Re: UTF-8 signature / BOM in CSS from François Yergeau on 2003-12-08 (www-style@w3.org from December 2003)

From: François Yergeau <francois@yergeau.com>
Date: Sun, 7 Dec 2003 21:08:58 -0500 (EST)
To: Etan Wexler <ewexler@stickdog.com>
Cc: www-style@w3.org, w3c-i18n-ig@w3.org
Message-id: <3FD3DD3D.3000209@yergeau.com>

Etan Wexler a écrit  :
> Yes. The codepoint U+FEFF is currently allowed in and at the start of 
> identifiers in the CSS 2 Recommendation, the CSS 2.1 Working Draft, and 
> the CSS3 syntax module Working Draft.

Ouch, that's pretty bad.  Too late for 2.0, of course, and perhaps also 
for 2.1, but please fix that in 3.0.

> The latter has a token type "BOM", 
> but since the "BOM" production comes after the "IDENT" production, a 
> U+FEFF codepoint would always end up as an "IDENT" or part of an "IDENT".

Ouch again!  What's the point of having the BOM production, then?
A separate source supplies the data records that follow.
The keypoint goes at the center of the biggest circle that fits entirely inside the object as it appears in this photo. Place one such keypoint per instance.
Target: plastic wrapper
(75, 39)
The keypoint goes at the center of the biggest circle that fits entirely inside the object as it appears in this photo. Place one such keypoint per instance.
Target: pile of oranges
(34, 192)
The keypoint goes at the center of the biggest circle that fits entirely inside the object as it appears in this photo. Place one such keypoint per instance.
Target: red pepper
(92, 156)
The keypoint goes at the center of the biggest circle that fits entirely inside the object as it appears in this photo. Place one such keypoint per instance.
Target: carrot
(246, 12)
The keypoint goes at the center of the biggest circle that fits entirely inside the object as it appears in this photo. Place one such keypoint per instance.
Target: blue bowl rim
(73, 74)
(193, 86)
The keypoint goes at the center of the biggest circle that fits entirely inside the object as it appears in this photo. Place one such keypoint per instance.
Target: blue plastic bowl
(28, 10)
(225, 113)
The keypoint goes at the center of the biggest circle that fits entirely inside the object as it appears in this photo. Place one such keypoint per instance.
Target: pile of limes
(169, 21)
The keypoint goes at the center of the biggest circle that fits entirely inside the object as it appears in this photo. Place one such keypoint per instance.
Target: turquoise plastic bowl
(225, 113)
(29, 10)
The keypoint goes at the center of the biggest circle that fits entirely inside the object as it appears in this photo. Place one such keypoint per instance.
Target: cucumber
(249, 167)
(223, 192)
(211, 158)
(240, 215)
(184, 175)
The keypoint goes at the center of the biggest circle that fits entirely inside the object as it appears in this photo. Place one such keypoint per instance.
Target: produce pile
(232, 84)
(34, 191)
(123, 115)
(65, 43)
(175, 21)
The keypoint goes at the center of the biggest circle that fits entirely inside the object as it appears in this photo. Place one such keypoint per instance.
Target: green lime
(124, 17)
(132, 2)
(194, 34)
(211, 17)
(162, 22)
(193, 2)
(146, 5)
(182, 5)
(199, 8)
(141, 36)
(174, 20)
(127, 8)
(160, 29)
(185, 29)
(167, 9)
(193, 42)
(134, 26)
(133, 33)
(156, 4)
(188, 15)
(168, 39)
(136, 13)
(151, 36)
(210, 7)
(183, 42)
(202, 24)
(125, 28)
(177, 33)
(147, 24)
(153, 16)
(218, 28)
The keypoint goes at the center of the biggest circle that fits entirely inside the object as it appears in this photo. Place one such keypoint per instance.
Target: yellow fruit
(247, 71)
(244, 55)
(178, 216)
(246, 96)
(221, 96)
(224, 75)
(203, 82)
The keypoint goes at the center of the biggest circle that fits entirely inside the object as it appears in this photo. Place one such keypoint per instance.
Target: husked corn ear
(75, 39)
> Maybe I'm not so dull, after all.

:-) :-)

> If we accept Chris Lilley's assertion that U+FEFF is not 
> a character, stripping occurrences of U+FEFF before tokenization seems 
> very reasonable. If U+FEFF is a character (and I don't care to enter 
> that theological debate), stripping it may still be the sensible option. 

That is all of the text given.